3.2.1.3 Ligand Binding Domain with Extraction

FIXME: Rewrite this section. This is just a brain dump.

3.2.1.4 Logical Integration Domain

The LID is used to compute a logical function of its boolean inputs and presents the result on its sole boolean output. It has the following interface:

A mandatory final string acceptor called function whose value can not be changed over time and which is interpreted in a specific manner.
An array of boolean acceptors called input.
A boolean expressor called output.

The interfaces are shown in the following figure.
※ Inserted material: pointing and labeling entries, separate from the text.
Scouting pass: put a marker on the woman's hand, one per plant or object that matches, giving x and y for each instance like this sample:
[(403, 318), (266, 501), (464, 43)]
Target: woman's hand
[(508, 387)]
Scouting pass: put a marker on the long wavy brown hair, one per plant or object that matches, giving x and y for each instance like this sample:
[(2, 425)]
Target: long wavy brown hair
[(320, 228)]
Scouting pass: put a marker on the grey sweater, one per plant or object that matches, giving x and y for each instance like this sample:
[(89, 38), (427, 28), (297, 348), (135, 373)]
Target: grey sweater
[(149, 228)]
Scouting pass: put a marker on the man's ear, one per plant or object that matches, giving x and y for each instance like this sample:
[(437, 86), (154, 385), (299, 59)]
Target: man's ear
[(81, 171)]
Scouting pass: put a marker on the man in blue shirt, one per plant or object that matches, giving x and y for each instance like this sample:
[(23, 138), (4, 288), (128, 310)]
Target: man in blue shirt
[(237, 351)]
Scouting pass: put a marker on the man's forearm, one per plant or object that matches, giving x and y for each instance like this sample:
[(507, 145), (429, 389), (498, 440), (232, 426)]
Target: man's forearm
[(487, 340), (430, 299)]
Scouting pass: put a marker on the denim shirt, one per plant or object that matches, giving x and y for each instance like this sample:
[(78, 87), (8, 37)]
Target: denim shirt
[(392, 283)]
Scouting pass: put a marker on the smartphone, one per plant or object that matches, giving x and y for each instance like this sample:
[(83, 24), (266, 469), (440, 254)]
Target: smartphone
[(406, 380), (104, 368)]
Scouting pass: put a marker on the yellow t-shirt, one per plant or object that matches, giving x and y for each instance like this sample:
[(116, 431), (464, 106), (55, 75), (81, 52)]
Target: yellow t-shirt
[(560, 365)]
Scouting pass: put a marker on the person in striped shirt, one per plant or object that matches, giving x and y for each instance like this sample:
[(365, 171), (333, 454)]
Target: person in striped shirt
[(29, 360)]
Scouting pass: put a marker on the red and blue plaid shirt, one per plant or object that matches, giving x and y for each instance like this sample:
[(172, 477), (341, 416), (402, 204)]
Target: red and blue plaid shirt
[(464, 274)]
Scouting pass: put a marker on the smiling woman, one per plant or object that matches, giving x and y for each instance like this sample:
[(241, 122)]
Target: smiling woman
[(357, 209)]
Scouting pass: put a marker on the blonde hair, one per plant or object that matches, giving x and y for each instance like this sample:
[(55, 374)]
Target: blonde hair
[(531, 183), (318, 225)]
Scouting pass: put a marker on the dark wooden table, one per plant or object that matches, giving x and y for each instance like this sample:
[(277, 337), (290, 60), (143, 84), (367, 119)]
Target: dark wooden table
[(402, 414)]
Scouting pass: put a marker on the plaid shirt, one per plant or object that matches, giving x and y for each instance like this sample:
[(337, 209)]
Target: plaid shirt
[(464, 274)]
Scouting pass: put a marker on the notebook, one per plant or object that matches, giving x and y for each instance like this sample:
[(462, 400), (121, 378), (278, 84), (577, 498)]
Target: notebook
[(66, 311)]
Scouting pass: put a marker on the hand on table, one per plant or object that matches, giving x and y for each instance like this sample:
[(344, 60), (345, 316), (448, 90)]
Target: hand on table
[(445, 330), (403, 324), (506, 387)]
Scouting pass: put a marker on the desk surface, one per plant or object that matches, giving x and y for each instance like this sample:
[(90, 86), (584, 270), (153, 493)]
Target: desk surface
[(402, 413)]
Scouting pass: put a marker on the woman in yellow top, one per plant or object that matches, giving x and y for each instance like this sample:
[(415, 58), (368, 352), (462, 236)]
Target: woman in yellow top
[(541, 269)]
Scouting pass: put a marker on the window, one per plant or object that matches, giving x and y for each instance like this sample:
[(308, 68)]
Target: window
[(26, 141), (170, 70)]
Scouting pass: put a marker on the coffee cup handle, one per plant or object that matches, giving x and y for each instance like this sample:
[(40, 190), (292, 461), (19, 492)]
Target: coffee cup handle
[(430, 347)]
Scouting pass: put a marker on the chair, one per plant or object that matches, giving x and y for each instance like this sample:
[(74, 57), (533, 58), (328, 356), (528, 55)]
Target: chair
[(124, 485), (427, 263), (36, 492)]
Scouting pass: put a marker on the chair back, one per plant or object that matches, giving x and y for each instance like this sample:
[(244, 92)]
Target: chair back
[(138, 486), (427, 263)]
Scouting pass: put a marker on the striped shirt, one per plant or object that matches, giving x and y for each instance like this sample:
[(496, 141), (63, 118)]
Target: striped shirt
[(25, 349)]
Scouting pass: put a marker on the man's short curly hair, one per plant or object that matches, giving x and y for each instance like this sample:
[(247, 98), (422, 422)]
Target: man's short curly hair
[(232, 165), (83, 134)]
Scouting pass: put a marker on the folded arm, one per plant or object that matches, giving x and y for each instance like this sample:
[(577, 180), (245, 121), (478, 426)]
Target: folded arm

The function must be a string which defines a valid boolean function on the inputs i[0], i[1], ..., i[k], where k is the index of the last matcher in the input array. The function definition can use the &, | and ! operators. The domain does not have any projection site and hence no input or output transition. The domain state machine has a single state. The output value is equal to the result of applying the function to the input.

FIXME: Example

3.2.1.5 Boolean Multiplexor Domain

The BMD has a single state, a single boolean acceptor interface and a single boolean expressor interface array. It outputs the value of the input on all the members of the output array. This domain is useful because interfaces can only be connected one-to-one. FIXME: Expand.